フォルティス自身が選び抜いた魔法使いたちの魔法は、どれも桁違いの威力を持っていた。
「無理だと思うわ。インヴィラさんはフォルティスさんに恨みがあるようだけれど、その彼女が手出しできないと諦めていた」
ロクィアは立ち上がると、髪の毛をぐちゃぐちゃと掻き回して天井を仰いだ。
「ダメだわ。

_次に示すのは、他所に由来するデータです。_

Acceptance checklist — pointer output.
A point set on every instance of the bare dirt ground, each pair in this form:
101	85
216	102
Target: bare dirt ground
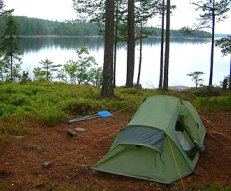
71	158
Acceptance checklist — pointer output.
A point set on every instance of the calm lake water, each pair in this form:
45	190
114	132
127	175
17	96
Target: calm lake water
186	56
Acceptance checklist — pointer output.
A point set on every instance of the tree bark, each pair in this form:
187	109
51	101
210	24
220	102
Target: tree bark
130	44
212	46
107	85
162	46
167	47
140	60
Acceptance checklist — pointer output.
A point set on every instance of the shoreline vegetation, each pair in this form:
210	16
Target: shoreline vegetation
37	28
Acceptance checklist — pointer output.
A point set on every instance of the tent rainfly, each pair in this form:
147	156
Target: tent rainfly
161	143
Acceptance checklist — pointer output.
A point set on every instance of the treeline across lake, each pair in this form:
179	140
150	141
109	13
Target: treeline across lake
40	27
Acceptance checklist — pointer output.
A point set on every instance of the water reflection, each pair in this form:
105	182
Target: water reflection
186	56
28	45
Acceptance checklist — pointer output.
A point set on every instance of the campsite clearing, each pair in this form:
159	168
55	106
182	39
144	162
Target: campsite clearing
71	158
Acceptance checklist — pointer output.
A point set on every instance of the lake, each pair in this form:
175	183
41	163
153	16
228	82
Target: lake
186	56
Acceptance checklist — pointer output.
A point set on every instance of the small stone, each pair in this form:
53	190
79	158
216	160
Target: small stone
71	132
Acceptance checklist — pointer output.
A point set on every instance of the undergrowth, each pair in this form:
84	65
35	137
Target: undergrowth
48	104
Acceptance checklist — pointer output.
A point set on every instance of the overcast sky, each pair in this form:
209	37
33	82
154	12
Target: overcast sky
62	10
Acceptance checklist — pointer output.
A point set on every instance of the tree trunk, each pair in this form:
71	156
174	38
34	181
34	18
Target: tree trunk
11	55
140	60
115	45
130	44
167	47
230	74
212	46
162	46
107	85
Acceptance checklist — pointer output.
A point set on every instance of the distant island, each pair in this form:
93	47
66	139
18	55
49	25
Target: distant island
34	27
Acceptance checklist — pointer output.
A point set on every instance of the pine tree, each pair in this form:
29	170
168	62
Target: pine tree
11	52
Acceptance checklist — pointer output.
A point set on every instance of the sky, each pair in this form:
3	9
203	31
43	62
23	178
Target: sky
62	10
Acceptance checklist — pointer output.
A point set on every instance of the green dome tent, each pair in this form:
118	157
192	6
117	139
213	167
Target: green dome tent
162	142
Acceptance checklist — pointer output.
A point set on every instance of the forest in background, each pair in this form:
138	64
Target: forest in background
36	27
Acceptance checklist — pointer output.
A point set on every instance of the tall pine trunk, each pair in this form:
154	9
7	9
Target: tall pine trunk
162	46
167	47
212	46
141	49
115	44
107	85
130	44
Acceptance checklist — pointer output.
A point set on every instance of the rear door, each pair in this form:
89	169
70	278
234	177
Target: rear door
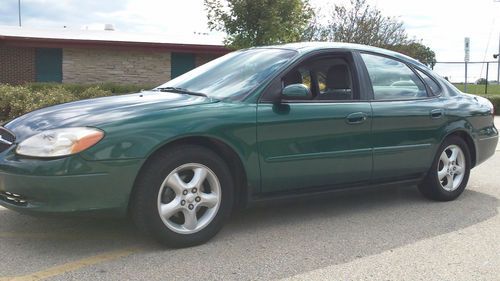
407	115
319	142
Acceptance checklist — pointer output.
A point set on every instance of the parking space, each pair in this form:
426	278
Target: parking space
388	233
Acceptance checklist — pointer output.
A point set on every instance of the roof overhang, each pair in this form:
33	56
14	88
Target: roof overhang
17	41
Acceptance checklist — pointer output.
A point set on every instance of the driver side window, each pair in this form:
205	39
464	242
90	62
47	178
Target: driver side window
327	78
393	80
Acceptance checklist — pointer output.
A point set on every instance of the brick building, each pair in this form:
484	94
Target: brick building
84	56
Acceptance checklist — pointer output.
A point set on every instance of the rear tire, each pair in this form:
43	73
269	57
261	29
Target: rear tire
183	196
449	174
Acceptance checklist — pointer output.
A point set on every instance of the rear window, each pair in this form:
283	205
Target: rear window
433	85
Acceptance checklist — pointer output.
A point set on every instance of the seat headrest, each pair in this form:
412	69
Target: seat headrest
294	77
337	77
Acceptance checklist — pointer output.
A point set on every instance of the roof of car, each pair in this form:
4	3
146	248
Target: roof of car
306	47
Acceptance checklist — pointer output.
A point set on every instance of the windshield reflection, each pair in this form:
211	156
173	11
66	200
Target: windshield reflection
234	74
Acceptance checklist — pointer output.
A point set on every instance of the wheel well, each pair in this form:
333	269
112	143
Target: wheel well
227	154
470	144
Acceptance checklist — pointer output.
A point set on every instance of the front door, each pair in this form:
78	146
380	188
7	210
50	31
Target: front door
319	142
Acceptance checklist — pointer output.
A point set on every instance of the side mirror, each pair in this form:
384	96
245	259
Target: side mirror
296	91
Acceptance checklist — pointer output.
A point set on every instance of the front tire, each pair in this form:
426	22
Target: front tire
450	171
183	196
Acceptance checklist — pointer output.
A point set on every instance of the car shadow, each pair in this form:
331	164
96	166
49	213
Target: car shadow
276	240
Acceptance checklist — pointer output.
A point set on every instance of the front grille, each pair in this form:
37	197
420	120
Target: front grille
7	138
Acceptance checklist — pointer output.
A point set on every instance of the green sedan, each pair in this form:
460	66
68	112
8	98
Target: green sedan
253	125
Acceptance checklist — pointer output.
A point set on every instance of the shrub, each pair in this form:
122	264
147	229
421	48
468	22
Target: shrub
18	100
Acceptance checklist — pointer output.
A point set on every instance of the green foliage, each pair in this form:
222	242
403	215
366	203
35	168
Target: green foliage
358	22
249	23
417	51
17	100
495	100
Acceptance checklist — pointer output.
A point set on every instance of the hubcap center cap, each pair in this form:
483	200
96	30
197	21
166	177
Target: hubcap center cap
190	198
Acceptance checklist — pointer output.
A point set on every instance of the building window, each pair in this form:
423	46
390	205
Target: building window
182	63
48	65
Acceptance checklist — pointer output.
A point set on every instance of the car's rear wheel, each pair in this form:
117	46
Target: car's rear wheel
183	196
449	173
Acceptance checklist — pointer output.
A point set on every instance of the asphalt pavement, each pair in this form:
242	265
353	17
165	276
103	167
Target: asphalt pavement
390	233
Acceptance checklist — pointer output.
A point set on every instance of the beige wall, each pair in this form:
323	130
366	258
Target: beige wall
118	66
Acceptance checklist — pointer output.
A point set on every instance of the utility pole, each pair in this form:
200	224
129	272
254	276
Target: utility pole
466	58
19	9
498	64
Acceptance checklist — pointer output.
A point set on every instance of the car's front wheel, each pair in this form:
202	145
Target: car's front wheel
183	196
449	173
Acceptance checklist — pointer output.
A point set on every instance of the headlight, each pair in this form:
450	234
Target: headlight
59	142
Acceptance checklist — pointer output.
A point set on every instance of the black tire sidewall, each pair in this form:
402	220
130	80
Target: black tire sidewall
432	183
145	210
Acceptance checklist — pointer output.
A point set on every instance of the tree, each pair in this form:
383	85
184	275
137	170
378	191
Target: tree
363	24
358	22
250	23
418	51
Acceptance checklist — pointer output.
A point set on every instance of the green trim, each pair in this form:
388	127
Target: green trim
319	155
48	65
182	63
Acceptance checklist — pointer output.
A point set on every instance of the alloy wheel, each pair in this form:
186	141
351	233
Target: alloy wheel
451	167
189	198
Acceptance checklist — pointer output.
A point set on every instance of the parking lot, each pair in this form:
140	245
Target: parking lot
390	233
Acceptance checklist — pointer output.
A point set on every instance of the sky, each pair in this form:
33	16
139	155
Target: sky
440	24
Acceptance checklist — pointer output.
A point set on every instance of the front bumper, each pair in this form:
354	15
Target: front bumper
69	185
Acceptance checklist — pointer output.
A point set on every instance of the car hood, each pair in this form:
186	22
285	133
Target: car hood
100	111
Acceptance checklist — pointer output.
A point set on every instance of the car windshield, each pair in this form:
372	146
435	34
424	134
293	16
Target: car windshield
233	75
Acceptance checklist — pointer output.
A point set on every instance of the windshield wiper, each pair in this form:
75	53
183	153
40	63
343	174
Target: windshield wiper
180	91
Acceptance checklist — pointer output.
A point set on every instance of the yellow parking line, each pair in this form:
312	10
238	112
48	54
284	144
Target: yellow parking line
72	266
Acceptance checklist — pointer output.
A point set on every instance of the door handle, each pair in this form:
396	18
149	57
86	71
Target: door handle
437	113
356	118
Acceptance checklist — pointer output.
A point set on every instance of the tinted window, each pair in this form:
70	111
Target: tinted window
234	74
327	78
393	80
430	82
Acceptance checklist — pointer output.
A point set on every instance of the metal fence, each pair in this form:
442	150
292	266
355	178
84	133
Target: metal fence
483	72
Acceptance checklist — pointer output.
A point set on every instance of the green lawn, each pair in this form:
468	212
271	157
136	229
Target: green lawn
493	89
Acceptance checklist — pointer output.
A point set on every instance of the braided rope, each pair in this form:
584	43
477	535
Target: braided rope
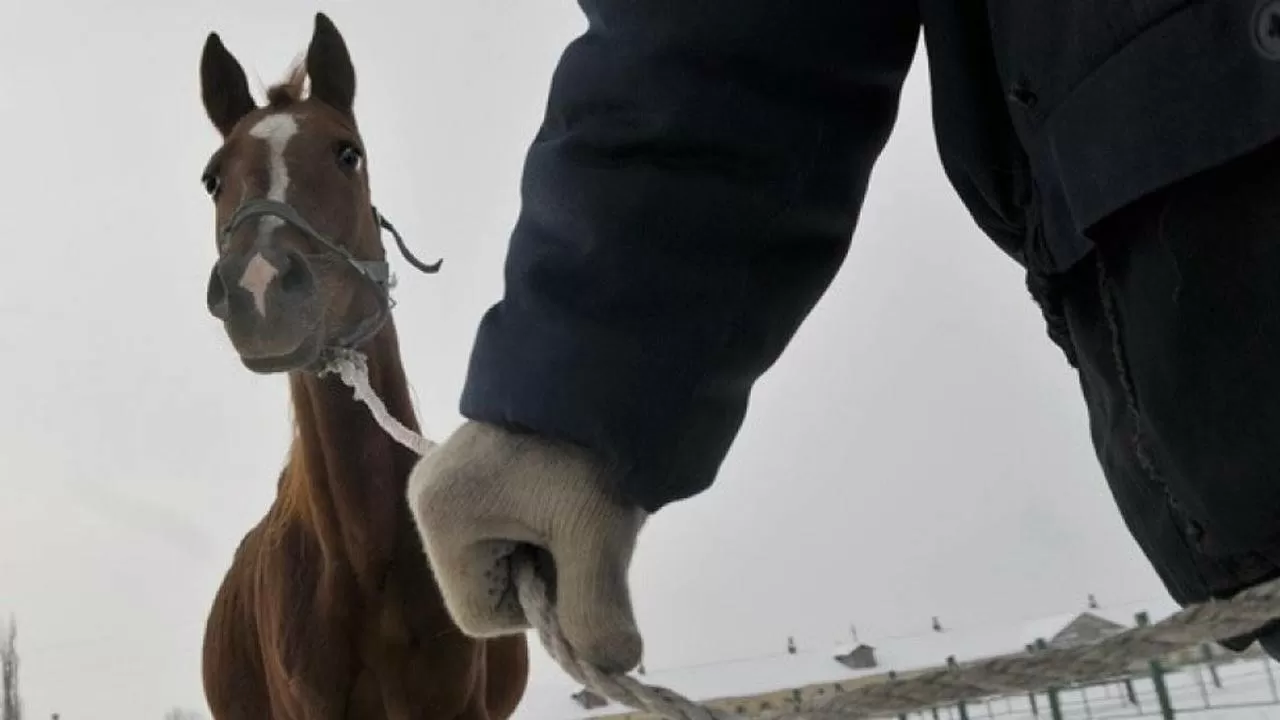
1019	673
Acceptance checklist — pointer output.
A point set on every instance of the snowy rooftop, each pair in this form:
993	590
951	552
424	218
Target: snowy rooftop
808	666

いっそのこと、全部別々の事件が、偶然重なったと思ったほうがましなくらい!」
「お嬢様、お座りください」
アンシラは、ロクィアを椅子に座らせると、どこからか取り出した櫛で、その髪を丁寧に梳いていく。乱れた髪が一筋ずつほどけていくうちに、ロクィアの尖った息も、少しずつ収まっていった。
しばらく髪を梳く規則正しい音に身を委ねていると、あら、と言って、アンシラがその手を止めた。
「なに! 何かに気づいた?」
「はい、気づいてしまいました」
アンシラは、ロクィアの髪の横を、両側でつまんでみせた。
「お嬢様はいつも片方だけ結んでいらっしゃいますが、両方結んでも可愛らしいのではないですか?」
「もう! 今はそんなことどうでもいいわよ。この髪型が気に入ってるんだから、余計なことしないで」
アンシラの変わらぬ態度に、ロクィアは力が抜ける気持ちだった。
ふっと息を吐き出すと、ロクィアは気を取り直して、もう一度考えを整理していく。
「……手口はいったん後回し」
ロクィアの手が無意識にこめかみに当てられると、アンシラはそっと髪から手を離した。
「アンシラが襲われた時、誰がどこにいたか。——テンプスさんは、今朝の魔法戦で気を失ったまま、自室から動けない。セクンダさんは、叔父上と今朝のいざこざの話をしていた。インヴィラさんの姿は見ていないけど、扉越しに私が声を聞いてる。あとは——」
ロクィアが名前を口にしかけたとき、扉が二度ノックされた。アンシラが扉を開くと、姿を見せたのはアウルスだった。
「叔父上。ちょうどよかった、様子はどうでしたか?」
「うむ。ケレリクトルは、床に就いておったようだ。昼間に魔法を多用して疲労したとかでな。先ほどの騒ぎには気づいておらんかったようだ」
「やはり、それだけでは、アリバイとしては弱いですね。アンシラの件だけ考えれば、怪しいのはケレリクトルさん……」
「——ですが、お嬢様は、腑に落ちておいでではありませんね」
ロクィアはカップを手に取ると、まだ残っていたお茶を一気に飲み干した。
「ひとつ、確かめたいことがあるわ」
「何かわかったのかね?」
「いいえ、叔父上。今のところは何も。でも、私たちは最初から何か勘違いしていたのかもしれません」
アンシラは、カップを受け取りながら、ロクィアの顔に浮かんだ表情を見つめた。
「お嬢様、もしやまた何か危ないことをお考えですか?」
ロクィアは肩をすくめると、少し頬を膨らませてみせた。
「まただなんて……いつも無茶をやってるみたいじゃない」
「それは失礼しました。いずれにせよ、お嬢様にはこのアンシラがついております」
アンシラの微笑みを見ると、抗議するように膨らませていた頬はすぐに元へ戻っていく。